Orange Chiffon with Cranberries
110g plain flour
10g corn flour
1/4 tsp baking powder
1/4 tsp salt
6 egg yolks
70g Corn oil
100g orange juice
zest of the oranges
20g dried cranberries, chopped finely
6 egg whites
1/4 tsp cream of tartar
110g caster sugar
1. Sift both flours, baking powder and salt together. Set aside.
2. Mix together cranberries, oil, zest and orange juice until well blended. (Do this before preparing other ingredients to give time for the cranberries to soak in some moisture). Add the yolks once other ingredients are prepared. Mix well before sifting in flour mixture and mix until combined. Set aside.
3. Beat egg whites until frothy, add in cream of tartar and beat until soft peaks form. Gradually add in sugar and beat to firm peaks.

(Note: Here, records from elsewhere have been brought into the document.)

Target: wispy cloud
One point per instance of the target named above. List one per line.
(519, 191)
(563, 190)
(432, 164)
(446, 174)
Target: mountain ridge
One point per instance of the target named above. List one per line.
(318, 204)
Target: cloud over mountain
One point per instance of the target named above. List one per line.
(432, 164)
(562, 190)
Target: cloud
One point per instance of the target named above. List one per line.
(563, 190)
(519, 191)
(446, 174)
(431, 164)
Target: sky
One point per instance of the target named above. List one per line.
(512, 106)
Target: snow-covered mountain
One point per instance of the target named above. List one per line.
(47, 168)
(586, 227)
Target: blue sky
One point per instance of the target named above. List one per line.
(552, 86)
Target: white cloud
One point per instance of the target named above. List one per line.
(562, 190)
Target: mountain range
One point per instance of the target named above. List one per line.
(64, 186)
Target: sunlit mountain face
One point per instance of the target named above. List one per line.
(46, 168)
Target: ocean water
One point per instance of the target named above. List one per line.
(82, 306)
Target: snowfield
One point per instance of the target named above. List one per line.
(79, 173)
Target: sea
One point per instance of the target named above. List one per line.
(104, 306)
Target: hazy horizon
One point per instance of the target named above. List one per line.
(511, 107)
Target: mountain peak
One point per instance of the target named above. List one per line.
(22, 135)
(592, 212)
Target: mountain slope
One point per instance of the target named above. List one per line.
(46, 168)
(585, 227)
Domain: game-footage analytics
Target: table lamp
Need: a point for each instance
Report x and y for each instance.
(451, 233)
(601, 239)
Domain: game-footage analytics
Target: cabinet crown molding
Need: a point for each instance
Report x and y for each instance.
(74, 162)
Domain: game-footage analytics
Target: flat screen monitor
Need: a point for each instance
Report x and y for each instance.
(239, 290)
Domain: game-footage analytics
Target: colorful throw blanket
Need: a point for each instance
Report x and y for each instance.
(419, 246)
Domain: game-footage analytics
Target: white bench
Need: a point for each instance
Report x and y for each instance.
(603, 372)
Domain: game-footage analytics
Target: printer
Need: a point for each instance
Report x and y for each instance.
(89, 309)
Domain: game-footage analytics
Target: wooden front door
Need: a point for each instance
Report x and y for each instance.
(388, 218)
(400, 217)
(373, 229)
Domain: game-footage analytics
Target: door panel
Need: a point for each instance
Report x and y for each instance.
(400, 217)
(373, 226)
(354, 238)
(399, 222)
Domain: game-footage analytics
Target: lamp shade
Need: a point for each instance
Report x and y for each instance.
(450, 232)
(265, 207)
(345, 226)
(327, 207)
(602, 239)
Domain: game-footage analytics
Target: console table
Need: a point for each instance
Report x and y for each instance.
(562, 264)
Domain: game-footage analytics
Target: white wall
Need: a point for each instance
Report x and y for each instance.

4. Lighten the batter with 1/3 portion of the meringue using a hand whisk. Then add another 1/3 portion of the meringue and gently fold. Repeat with the remaining portion until fully incorporated.
5. Pour batter into an 8″ tube pan. You can use a 9″ pan if you have it as I have some leftover batter.
6. Bang the cake pan on the kitchen bench to remove large air bubbles.
7. Bake the cake at 160C for 70-80 minutes or until cake is done. After removing cake from the oven, Immediately invert to cool completely before unmoulding.